28 College Students That Went To Cabo For Spring Break Have Coronavirus

by Madison Vanderberg
Crowd of people sunbathing on beach, over head view
Robert Daly/Getty

70 students from the University of Texas at Austin are being monitored and 28 have tested positive for coronavirus after spring break trip

From the beaches of Florida to the farmer’s markets in California, since the onset of coronavirus in the states, many people continue to ignore the social distancing and six-feet guidelines and gather in public. However, the most egregious and public display of this was the hundreds of “spring breakers” that jetted off to Mexico and other domestic beaches despite constant warnings from local, state, and federal governments to stay home.
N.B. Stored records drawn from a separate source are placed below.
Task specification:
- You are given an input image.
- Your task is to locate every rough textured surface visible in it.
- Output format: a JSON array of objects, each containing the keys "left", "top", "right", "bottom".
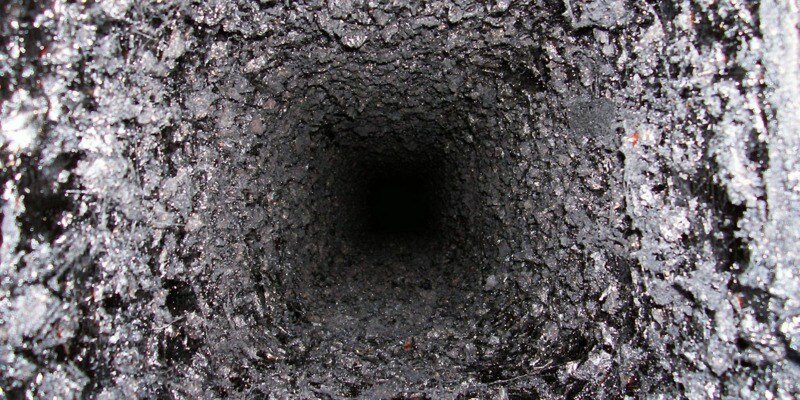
[{"left": 0, "top": 0, "right": 800, "bottom": 399}]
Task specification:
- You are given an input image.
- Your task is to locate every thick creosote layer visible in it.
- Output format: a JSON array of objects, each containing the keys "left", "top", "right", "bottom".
[{"left": 0, "top": 0, "right": 800, "bottom": 399}]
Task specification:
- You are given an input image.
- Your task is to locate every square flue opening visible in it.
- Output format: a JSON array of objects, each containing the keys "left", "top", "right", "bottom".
[{"left": 355, "top": 161, "right": 438, "bottom": 238}]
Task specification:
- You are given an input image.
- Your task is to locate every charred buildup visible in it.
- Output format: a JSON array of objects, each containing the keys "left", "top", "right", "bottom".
[{"left": 0, "top": 0, "right": 800, "bottom": 399}]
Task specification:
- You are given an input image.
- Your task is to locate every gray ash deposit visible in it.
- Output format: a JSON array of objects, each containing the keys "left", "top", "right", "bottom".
[{"left": 0, "top": 0, "right": 800, "bottom": 399}]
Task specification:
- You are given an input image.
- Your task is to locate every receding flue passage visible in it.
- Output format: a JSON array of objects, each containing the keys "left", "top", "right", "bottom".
[
  {"left": 0, "top": 0, "right": 800, "bottom": 400},
  {"left": 359, "top": 162, "right": 441, "bottom": 236}
]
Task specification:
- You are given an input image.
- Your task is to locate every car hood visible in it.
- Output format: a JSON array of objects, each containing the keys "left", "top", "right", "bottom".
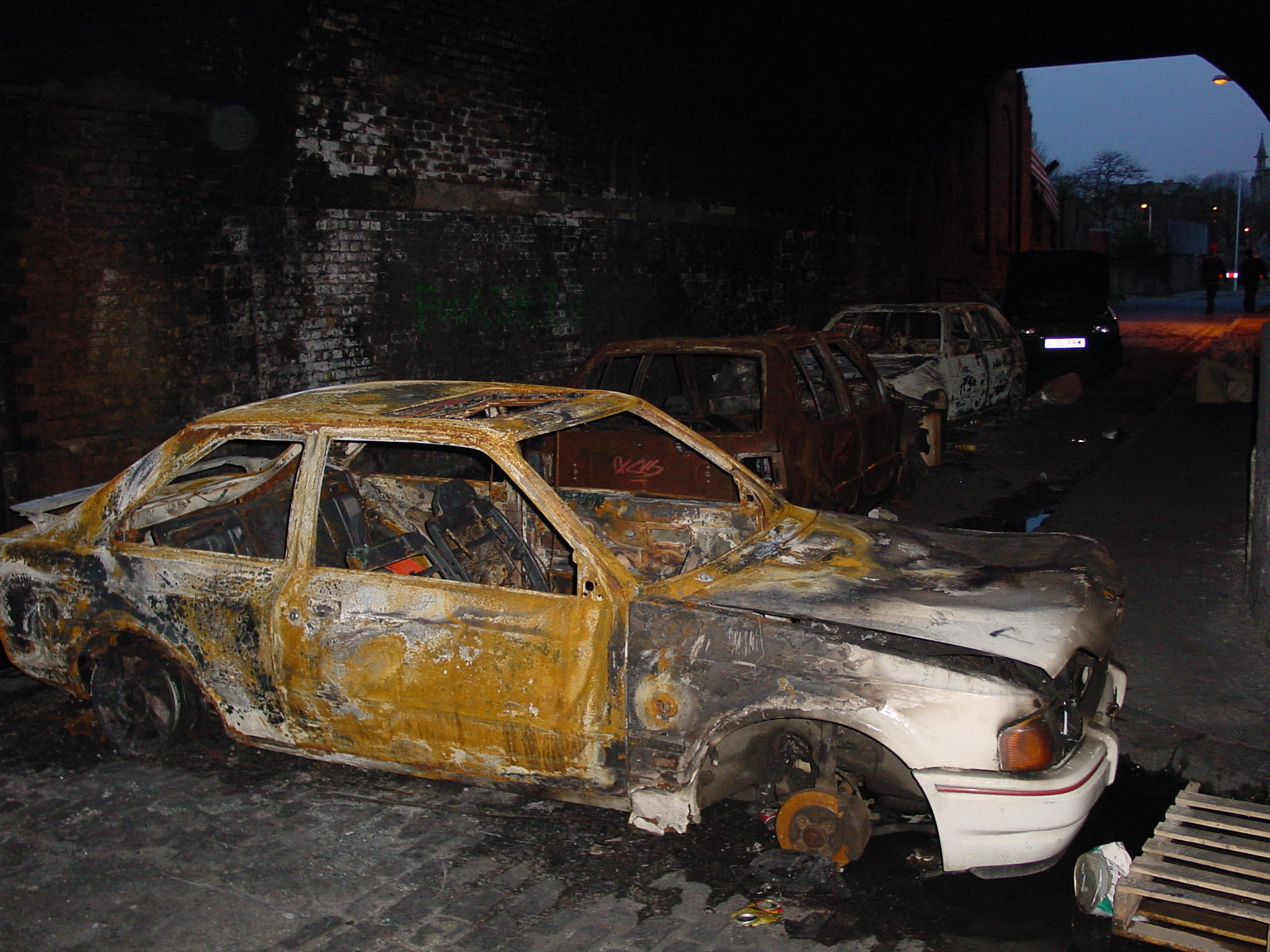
[
  {"left": 686, "top": 513, "right": 1122, "bottom": 676},
  {"left": 869, "top": 354, "right": 945, "bottom": 400}
]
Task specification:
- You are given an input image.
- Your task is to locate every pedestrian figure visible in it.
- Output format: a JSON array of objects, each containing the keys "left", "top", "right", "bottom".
[
  {"left": 1199, "top": 245, "right": 1225, "bottom": 314},
  {"left": 1240, "top": 247, "right": 1266, "bottom": 314}
]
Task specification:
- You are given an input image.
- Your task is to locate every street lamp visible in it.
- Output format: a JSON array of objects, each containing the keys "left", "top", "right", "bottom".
[{"left": 1231, "top": 169, "right": 1256, "bottom": 258}]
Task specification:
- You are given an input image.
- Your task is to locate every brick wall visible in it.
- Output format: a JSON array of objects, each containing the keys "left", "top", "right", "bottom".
[{"left": 0, "top": 0, "right": 1028, "bottom": 510}]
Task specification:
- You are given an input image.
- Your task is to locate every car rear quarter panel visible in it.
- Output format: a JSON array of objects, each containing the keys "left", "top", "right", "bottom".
[{"left": 628, "top": 602, "right": 1034, "bottom": 787}]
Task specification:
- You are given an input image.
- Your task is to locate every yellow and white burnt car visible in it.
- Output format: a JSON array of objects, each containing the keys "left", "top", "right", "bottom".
[{"left": 0, "top": 381, "right": 1124, "bottom": 876}]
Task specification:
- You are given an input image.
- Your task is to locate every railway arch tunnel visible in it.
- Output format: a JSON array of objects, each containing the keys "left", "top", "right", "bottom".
[{"left": 0, "top": 0, "right": 1270, "bottom": 515}]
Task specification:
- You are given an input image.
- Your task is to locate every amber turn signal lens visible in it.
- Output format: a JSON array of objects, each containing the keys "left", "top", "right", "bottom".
[{"left": 997, "top": 711, "right": 1058, "bottom": 773}]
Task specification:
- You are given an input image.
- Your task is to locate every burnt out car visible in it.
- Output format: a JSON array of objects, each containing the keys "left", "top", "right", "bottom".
[
  {"left": 825, "top": 301, "right": 1028, "bottom": 459},
  {"left": 571, "top": 332, "right": 926, "bottom": 513},
  {"left": 0, "top": 381, "right": 1124, "bottom": 875}
]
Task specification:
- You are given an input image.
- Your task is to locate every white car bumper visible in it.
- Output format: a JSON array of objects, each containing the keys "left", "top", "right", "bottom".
[{"left": 913, "top": 718, "right": 1119, "bottom": 872}]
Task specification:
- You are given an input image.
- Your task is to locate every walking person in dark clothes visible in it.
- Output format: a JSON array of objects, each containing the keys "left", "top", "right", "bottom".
[
  {"left": 1240, "top": 247, "right": 1266, "bottom": 314},
  {"left": 1199, "top": 245, "right": 1225, "bottom": 314}
]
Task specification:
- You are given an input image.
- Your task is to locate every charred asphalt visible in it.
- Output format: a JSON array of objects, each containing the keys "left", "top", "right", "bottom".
[{"left": 0, "top": 294, "right": 1250, "bottom": 952}]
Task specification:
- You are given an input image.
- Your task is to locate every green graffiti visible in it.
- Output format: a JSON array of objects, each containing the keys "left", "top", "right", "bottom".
[{"left": 415, "top": 281, "right": 584, "bottom": 332}]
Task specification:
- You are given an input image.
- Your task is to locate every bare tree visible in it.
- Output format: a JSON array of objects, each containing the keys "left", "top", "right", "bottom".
[{"left": 1068, "top": 150, "right": 1147, "bottom": 227}]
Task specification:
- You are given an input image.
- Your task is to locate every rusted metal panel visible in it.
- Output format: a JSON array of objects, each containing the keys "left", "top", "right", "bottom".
[
  {"left": 825, "top": 302, "right": 1028, "bottom": 420},
  {"left": 561, "top": 333, "right": 913, "bottom": 511}
]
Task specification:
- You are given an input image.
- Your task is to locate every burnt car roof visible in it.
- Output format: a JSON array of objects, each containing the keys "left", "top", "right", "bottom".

Now, 28 college students at the University of Texas at Austin have tested positive for coronavirus after a group of 70 chartered a plane to Cabo San Lucas, Mexico last month.

According to the Austin Public Health Department, 70 students went to Mexico for spring break and now all of them are under investigation. 28 students from the group have tested positive for COVID-19 and dozens more are awaiting test results. The majority of the students chartered a plane for the trip, though some students returned home on separate commercial flights, putting other passengers at risk of infection.

“The 28 confirmed cases are self-isolating at this time. Others are under quarantine while being monitored and tested,” the Health Department added. They also noted that four of the students who tested positive did not show any symptoms. The Austin Health Department also added that “nearly half of those testing positive for COVID-19 in Austin-Travis County are between the ages of 20 and 40,” a statement they made in the hopes that it would urge “young people” to take the virus more serious.

A university spokesperson told NPR that the spring break trip was believed to have taken place from March 14 to March 19, meaning the students returned home just one day before the administration advised U.S. citizens not to travel abroad, though the Austin Public Health Department added that the CDC’s recommendation against non-essential travel was certainly in place at the time of their trip. Additionally, a day after their return, Mexico and the United States restricted non-essential travel across the border.

“It hurts it does,” Camron Goodman, UT Austin Student Body President, told CBS Austin. “It’s devastating to hear that some of my peers tested positive for the virus.” Though she added that, “I don’t think it would be right for me to say what students shouldn’t do, but I think it would be my best interest to give students the facts, and a clear direction of what’s going on in our nation and how we can affect so many people.”

The president of the campus safety department also told CBS Austin that he’s not surprised that the students traveled despite the warnings, saying “students possibly didn’t believe it would impact them,” but now fears that retaliation against the spring breakers will prevent other sick students from coming forward for fear of public shaming.